Table 4 Stratified analysis of the association of PGR polymorphism with breast cancer under dominant model

Sensitivity analysis

We examined the influence of individual studies the pooled ORs for +331G/A via sensitivity analysis involving omitting each study in each genetic model; the results did not change. This indicates that our results are statistically robust for all five genetic models examining associations between +331G/A and breast cancer susceptibility.

Publication bias

We assessed possible publication bias using a Begg’s funnel plot and Egger’s test. As shown in Fig. 2, no obvious asymmetry was observed in the funnel plot all genotypes in the overall population, and Begg’s test results did not reveal any publication bias (p > 0.05).

Fig. 2
figure 2

Funnel plot for evaluation of publication bias in breast cancer

Discussion

This meta-analysis included 12,453 breast cancer cases and 14,056 controls, and was used to evaluate reported associations between breast cancer risk and the +331G/A (rs10895068) functional polymorphism in the PgR gene promoter.
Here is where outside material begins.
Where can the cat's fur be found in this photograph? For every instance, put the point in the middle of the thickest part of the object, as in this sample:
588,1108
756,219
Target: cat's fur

In the dominant model, when all studies meeting eligibility criteria were pooled, we found an association between +331G/A and breast cancer risk. However, after subgroup analysis, this association disappeared in Caucasians, Asian, and mixed race. Therefore, we could cautiously assert that there is no association of the +331G/A PgR gene polymorphism and breast cancer susceptibility in Caucasian and Asian populations.

There have been several prior meta-analysis studies reporting on this particular association, with mixed results. An association between breast cancer risk and PgR +331G/A was reported by Yang, et al. [34]. However, the other two published meta-analyses, which each included more studies than that of Yang, et al., did not confirm this association [35, 36]. The present study, however, has several advantages over these prior studies. First, more recently-published studies were included in the present meta-analysis, which may underscore the reliability of our findings. Second, the present study added additional subgroup analyses by both ethnicity and sources of controls to control for heterogeneity. Third, we also included a Chinese database in our literature search to more comprehensively assess studies in Chinese populations. These advantages allowed us to more precisely assess the + 331G/A PgR gene polymorphism and breast cancer risk associations than previous meta-analyses.

There were several limitations to this study that may have affected our results. Firs, only 13 studies were included in our meta-analysis, which limited subsequent analyses because of a shortage of original studies. Second, there was moderate heterogeneity in the overall meta-analysis and in the subgroup analysis that suggested that ethnicity and source of controls, to some extent, contributed heterogeneity between studies. Third, other factors influencing breast cancer, such as genetic background, environment, and lifestyle factors, should also be considered. Finally, there was only ten studies that specified Caucasians and just one study that compared certain populations (Asian and mixed race) in the ethnicity sub-group analyses. Thus, the discrepancy of association among different ethnic sub-groups should be interpreted carefully.

Conclusion

In conclusion, our meta-analysis suggested that the +331G/A polymorphism may not be associated with susceptibility to breast cancer. However, because of the comparatively insufficient number of published studies included, our conclusions require support from additional studies. More evidence from epidemiologic studies is required to validate our results regarding the role of +331G/A (rs10895068) in the genetic susceptibility to breast cancer.